参議院議員の選挙が終わった。テレビ報道で自民大勝の開票状況を見ながら、「諸行無常の響きあり」の感があった。

 それは、社民党の落ちぶれた姿を見たからである。「みどりの何とか」といったような泡沫(ほうまつ)諸政党のことはどうでもいい。老生にしてみれば、50年前、60年前の社会党(社民党の前身)の勢いを覚えている。自民党に対抗できるだけの議員数がいた。しかし今や、泡沫政党並みになっている。これを「諸行無常」と言わずして何と表現できるのであろうか。

 ではどうしてそんなことになってしまったのかと問われたとしても、老生の知ったことではない。何の関心もないからだ。

 さはさりながら、辞任を表明した社民党女性党首の「別に?」という感じの無邪気な笑顔を見ていると、同党ができもしない政策を「言うのはタダ」と気楽に述べてきた無責任と重なり、なにやら哀れを覚え、お気の毒という感じは否めない。

 この調子でいけば、いずれ同党の消滅は確実。となると、どうすれば再生可能かということになろう。

 しかし、傍目八目(おかめはちもく)ということもある。当事者よりも傍(そば)で見ている者のほうが、いい見通しを持つことができる。言わば、起死回生の妙手もあるわなということだ。

 それは、どういう案か。

 衰えたりといえども、社民党にも面子(めんつ)があろう。今さら保守派の物まねをすることはできまい。それでいい。

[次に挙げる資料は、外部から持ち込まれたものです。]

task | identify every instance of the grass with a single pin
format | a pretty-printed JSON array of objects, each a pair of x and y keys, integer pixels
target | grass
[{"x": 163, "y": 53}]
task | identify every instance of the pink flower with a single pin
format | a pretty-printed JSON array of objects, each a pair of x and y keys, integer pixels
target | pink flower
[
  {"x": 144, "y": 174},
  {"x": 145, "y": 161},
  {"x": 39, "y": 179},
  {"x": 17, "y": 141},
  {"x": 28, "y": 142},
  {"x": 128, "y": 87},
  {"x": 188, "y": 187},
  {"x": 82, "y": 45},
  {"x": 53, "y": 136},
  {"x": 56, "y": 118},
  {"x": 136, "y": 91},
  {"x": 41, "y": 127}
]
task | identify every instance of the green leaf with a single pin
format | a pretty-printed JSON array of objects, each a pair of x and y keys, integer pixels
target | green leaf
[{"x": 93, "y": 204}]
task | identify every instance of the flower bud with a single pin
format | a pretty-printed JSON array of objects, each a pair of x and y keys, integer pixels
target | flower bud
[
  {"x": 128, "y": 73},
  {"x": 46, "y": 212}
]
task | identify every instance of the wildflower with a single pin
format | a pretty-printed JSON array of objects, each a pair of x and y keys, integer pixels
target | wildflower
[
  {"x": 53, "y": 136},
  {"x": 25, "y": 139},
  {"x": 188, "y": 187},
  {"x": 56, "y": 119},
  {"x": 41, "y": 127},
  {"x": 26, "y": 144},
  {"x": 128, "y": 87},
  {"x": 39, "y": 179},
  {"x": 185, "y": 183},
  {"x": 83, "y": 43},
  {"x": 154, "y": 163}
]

 となると、社会党以来これまで、喚(わめ)き続けてきた主張の中から、〈具体的にして、かつ現代に有用な政策〉を前面に出すことだ。そうすれば、面子も立つし、再生もあるいは可能かもしれない。

 では、そういう政策があるのか。ある。その政策は、かつては机上の空論であったが、今や最も説得力がある。

 ただし、その政策をわが国に対してではなくて、中国に対してぶつけてこそはじめて光り輝き、日本人の心を捉えうる。

 すなわち「軍備をなくして国民の生活を豊かにしましょう」と中国政府に言え。

 このスローガン、かつて社会党は日本政府に振り回していた。もちろん空理空論。まともな人は相手にしなかった。社会党が国民の支持を得なかった諸スローガンのひとつだった。

 しかし、このスローガンを今こそ中国外交においてぶつけてゆくと言えば、今日では現実性のある政策として日本人に支持されよう。中国の膨大な軍事費と同国農村の貧困とは、対照的である。このスローガンを対中政策として掲げるならば、いや掲げるだけでなくて実際に声を出し要求してゆくならば、日本人の心を捉えうる。

 社民党よ、これまでの対中土下座を改め、自分たちのかつてのスローガンを活(い)かし、死中に活を求めよ。幸せも不幸せも自分の態度ひとつで決まるのだ。

 『孟子』公孫丑(こうそんちゅう)上に曰(いわ)く「禍福は己(おのれ)より之(これ)を求めざる者なし」と。